Ranking the players who land near the bottom of our Top 25 Under 25 is never an easy task. All of them have a problem (or two) in their games that make them a long shot to ever play at the NHL level. And making things worse we haven't seen many of them play anywhere other than training camp against similarly unattractive prospects, or maybe a game or two on TV. With that type of viewing it's hard to get a feel for the player. A lot of the ranking comes down to numbers and scouting reports because it's all we have. That's not the case with Mark Arcobello; no, the man we ranked at 22nd has a history in NHL.
|Rank||Player||DOB||Drafted||Alan ||Ben ||Bruce ||DB ||Derek ||JW||Michael||Ryan||Scott|
Okay, an NHL history might have been over stating it just a touch. He's played in the NHL. One game. 18 minutes and 15 seconds. But for a player listed at 5'9" and 165lbs, who was undrafted out of Yale University, that's 18 minutes and 15 seconds more than most people thought he'd ever play in the NHL. And if he never returns he'll become the sixth player in NHL history to play just one game in the league, playing that game as a member of the Oilers which is more than I will ever do. But landing at number 22 in our rankings, and with the uncertainty down the middle for the Oilers to start the season, there is chance that we haven't seen the last of Arcobello just yet.
Arcobello led the Barons in scoring last season, and in my viewings of him I thought he had a pretty well rounded offensive game; his skating, passing, and shot all looked quite strong. It's this offence that makes him so valuable to the Barons and an emergency call up option for the Oilers. Arcobello looked very much out of place in his one NHL game, but his being dropped into the deep end on the Oilers' top line between Taylor Hall and Jordan Eberle probably didn't help very much. An extended audition in a more appropriate role would probably tell us a lot more about him as an NHL player.
It's clear he has some offensive upside to his game, what isn't clear is if he can handle a more defensive role at the NHL level. Despite one game of evidence to the contrary, Arcobello is not a top line forward, he's a bottom six guy. He can take a shot and make a pass, that much we know. If he can hold his own defensively and kill a penalty or two, then we might just have a useful bottom six NHL player. He would be breaking the mould of the bottom six player just a bit, but useful comes in all shapes and sizes.
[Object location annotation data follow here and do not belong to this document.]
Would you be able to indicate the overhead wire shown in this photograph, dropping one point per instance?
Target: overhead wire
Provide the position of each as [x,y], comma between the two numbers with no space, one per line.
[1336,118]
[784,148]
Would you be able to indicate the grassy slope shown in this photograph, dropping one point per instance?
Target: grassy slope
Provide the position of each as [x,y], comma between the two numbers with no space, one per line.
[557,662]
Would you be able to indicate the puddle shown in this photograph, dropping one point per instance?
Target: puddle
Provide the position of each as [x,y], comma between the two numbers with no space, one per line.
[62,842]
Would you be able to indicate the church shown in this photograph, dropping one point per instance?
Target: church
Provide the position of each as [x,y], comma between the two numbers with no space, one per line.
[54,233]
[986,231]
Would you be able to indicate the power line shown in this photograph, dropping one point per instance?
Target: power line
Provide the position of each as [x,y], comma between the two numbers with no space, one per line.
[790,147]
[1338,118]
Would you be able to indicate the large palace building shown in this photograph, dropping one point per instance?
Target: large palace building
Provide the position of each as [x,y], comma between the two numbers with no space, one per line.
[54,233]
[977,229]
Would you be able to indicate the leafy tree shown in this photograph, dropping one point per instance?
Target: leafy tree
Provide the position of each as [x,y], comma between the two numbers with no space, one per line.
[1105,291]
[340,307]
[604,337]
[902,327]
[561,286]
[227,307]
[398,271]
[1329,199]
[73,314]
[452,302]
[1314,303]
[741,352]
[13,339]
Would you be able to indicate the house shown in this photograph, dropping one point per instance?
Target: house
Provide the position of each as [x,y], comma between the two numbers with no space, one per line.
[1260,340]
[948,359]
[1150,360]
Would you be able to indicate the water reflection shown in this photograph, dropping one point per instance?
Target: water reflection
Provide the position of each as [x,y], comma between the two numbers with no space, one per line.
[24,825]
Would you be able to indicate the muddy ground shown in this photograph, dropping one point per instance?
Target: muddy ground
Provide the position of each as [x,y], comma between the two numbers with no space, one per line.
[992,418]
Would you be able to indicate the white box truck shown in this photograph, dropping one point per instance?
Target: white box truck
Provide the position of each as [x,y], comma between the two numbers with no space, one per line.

The problem for Arcobello will finding the time to develop those skills when he is constantly being challenged for ice time by the next wave of Oilers prospects. Arcobello - who will turn 25 before the start of the season - managed to stay ahead of that next wave last season and was rewarded with a new contract last month so the team certainly sees value in him. Ryan Nugent-Hopkins missing time at the start of the season would be a bad thing for the Oilers. But it might be what Arcobello needs to get his foot in the door. He's a great story, and if he's still around Edmonton when training camp ends I will certainly be pulling for him.